AppFlowy
An open-source Notion alternative that combines docs, tasks, and databases in one workspace — with a self-hosting path for teams who can't hand their data to a cloud vendor.
Operator's take
Most teams land on Notion or ClickUp and stay there until they hit the ceiling: a compliance requirement, a pricing tier that doesn't scale the way they hoped, or a gut feeling that all their internal knowledge living in someone else's cloud is a risk they don't fully control. AppFlowy is the bet for that moment. It's an all-in-one workspace — docs, Kanban boards, tables, calendars, wikis — that you can run entirely on your own infrastructure or use as a cloud product, depending on what your situation calls for.

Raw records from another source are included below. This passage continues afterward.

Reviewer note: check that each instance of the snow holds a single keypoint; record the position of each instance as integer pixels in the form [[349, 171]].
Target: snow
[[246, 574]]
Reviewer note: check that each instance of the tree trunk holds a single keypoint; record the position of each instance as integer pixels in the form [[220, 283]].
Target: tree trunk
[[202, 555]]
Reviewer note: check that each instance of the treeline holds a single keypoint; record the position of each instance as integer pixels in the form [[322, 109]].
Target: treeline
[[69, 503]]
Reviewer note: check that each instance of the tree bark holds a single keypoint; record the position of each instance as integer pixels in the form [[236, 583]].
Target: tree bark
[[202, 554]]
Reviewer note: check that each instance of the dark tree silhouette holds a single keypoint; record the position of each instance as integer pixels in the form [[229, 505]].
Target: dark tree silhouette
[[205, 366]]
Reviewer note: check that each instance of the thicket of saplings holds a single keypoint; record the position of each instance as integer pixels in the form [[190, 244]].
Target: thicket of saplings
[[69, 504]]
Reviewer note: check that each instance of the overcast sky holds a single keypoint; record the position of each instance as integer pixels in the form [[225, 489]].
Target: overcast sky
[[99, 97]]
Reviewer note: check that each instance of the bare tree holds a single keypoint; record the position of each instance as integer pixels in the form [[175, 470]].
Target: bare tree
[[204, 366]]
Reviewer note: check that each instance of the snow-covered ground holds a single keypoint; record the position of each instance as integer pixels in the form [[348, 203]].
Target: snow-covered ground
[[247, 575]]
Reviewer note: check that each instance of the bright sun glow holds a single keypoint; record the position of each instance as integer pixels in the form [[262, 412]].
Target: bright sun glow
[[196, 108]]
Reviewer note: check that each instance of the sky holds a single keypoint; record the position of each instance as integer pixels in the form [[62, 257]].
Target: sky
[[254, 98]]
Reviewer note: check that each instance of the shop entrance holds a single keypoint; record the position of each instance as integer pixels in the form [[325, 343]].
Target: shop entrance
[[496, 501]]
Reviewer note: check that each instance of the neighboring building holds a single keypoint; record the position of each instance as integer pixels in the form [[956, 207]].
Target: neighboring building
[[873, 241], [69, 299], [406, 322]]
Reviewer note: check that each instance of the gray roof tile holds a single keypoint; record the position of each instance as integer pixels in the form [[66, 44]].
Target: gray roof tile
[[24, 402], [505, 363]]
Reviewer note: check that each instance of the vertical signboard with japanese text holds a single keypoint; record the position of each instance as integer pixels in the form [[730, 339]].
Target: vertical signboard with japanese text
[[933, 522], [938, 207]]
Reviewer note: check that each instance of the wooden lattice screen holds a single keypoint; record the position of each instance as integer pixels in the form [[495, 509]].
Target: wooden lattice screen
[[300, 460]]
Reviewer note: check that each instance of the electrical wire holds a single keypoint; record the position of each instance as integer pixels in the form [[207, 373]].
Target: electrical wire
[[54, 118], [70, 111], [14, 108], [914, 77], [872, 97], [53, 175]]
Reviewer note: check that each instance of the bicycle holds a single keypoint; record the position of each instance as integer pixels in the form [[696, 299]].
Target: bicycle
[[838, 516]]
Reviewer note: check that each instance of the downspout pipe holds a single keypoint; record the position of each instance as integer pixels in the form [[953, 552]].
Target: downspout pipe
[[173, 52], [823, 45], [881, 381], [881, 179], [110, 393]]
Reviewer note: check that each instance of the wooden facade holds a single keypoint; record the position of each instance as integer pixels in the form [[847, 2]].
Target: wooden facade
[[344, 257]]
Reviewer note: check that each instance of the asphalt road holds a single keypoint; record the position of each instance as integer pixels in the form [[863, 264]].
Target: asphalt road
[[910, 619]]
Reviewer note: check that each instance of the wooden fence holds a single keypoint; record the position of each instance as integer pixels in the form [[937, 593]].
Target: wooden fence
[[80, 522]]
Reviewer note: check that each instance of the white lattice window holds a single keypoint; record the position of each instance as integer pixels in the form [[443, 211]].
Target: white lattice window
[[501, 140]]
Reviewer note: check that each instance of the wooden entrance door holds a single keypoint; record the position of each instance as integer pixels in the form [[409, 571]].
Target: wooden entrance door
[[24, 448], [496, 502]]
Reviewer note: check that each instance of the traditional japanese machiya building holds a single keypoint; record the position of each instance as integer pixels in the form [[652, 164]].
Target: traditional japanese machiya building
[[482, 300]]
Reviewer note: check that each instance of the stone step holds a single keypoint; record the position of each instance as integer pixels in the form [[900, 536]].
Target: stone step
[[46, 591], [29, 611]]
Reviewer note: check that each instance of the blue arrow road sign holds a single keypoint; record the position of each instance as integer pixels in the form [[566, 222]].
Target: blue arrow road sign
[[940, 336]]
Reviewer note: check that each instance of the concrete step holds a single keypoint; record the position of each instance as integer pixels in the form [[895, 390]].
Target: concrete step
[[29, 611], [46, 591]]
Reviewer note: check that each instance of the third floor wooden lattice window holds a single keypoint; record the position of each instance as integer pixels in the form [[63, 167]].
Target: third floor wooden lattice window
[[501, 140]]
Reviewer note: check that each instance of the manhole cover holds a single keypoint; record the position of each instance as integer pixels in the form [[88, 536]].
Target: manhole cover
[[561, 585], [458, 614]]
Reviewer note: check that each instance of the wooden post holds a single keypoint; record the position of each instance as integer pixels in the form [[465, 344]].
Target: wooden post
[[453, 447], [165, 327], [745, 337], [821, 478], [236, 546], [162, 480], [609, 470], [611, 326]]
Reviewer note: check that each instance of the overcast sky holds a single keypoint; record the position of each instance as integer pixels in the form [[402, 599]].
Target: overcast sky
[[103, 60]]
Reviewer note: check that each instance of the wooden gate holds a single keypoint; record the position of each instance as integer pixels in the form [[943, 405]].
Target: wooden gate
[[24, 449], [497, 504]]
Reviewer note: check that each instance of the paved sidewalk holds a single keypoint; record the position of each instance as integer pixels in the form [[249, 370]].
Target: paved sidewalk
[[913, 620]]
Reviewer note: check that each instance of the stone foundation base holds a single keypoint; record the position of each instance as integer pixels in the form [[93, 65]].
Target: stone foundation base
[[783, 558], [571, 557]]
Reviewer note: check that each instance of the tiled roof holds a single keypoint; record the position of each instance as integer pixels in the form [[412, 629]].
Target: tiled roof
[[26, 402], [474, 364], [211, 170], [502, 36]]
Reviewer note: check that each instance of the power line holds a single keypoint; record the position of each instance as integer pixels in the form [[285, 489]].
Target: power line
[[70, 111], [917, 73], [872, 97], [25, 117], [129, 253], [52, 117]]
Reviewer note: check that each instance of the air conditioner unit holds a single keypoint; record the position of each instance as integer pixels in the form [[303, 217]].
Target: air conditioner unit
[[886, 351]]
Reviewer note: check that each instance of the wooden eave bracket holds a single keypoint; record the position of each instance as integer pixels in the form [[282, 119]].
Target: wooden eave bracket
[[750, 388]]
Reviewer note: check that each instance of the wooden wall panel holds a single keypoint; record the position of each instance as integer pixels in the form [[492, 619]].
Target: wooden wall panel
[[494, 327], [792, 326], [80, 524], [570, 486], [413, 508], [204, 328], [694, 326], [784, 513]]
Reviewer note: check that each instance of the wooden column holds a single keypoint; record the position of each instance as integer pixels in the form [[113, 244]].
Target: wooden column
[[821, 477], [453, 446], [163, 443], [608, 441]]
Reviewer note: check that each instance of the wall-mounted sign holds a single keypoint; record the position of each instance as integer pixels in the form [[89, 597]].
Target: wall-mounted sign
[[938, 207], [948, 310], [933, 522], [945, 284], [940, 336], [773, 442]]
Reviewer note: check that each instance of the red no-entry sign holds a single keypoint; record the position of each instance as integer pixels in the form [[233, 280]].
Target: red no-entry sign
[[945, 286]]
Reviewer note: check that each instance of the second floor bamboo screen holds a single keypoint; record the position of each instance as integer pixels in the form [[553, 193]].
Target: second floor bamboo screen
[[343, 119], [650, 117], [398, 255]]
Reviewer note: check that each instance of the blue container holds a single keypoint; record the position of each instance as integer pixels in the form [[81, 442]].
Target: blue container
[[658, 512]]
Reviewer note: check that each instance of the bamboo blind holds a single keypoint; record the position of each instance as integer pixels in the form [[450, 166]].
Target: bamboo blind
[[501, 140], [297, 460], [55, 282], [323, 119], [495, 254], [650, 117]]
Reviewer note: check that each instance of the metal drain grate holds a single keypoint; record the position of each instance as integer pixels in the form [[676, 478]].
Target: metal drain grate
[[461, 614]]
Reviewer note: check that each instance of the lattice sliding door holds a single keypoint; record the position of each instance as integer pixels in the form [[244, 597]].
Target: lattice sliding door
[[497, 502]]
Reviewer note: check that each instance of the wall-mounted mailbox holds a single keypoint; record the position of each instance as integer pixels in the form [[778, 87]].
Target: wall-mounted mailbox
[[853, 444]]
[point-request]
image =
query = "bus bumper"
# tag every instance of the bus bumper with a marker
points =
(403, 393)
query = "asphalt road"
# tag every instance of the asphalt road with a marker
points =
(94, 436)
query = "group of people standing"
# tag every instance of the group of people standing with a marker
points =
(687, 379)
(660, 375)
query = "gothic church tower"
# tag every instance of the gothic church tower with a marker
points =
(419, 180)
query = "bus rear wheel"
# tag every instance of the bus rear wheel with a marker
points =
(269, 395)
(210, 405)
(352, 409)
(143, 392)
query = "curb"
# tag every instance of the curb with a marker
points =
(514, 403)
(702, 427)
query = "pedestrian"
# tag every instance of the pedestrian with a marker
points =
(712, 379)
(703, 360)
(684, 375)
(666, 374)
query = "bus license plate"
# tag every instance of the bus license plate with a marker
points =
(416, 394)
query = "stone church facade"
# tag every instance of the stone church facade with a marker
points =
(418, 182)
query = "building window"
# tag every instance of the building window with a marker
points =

Where AppFlowy earns its place is with small teams who need a Notion-shaped workspace but have a reason — healthcare compliance, client data sensitivity, or just preference — to keep their data local. The self-hosting path is real, not a footnote: you can run it on your own server with no vendor lock-in, and the free tier is functional for solo users and tiny teams. The built-in AI connects to current frontier models (GPT-5, Gemini 2.5, Claude 3.7 via paid AI tiers) or runs local models like Mistral 7B and Llama 3 on-device, so you're not forced into one provider's model and can keep sensitive prompts off the network entirely.
The honest tradeoff is maturity. AppFlowy is still catching up to Notion on templates and the polish of the collaboration layer. Zapier integrations now exist, which widens the automation surface, but the third-party connector library is thinner than Notion or ClickUp. It's the right call for a team that values data sovereignty over ecosystem breadth — wrong for a team that needs a plug-and-play hub for a dozen existing SaaS tools.
What it's good at
- Self-hosting with no vendor lock-in — run the full workspace on your own infrastructure; your data stays on your servers, not AppFlowy's.
- Flexible views for any workflow — Kanban boards, tables, calendars, and document views adapt to project management, content planning, and team wikis without switching tools.
- Multi-model AI built in — connects to current frontier models (GPT-5, Gemini 2.5, Claude 3.7 on paid AI tiers) or run local models like Mistral 7B and Llama 3 on-device for privacy-sensitive work.
- Full offline support — works without an internet connection; your workspace is accessible even when connectivity isn't.
- Cross-device sync — desktop on Windows, macOS, and Linux plus iOS and Android; the workspace travels with you.
- Freemium entry point — free tier supports individual use and small teams (up to 2 members, 5 GB storage, 10 AI responses); Pro plan at ~$10–12.50/user/mo scales from there.
What it's not
- Not a mature integration hub — Zapier integrations now exist, but the connector library is thinner than Notion or ClickUp; if your stack depends on deep native integrations, AppFlowy will feel limited today.
- Not plug-and-play for non-technical self-hosters — running your own instance requires server setup and maintenance; the cloud product is simpler, but then you're back in someone's cloud.
- Template gallery is thinner than Notion's ecosystem — AppFlowy ships its own template gallery, but it isn't as deep as Notion's community marketplace; expect to build more of your own structure by hand than you would in Notion.
- Not the choice for large teams needing advanced reporting — if you need granular analytics, time tracking, or detailed project reporting, ClickUp or Jira are better fits.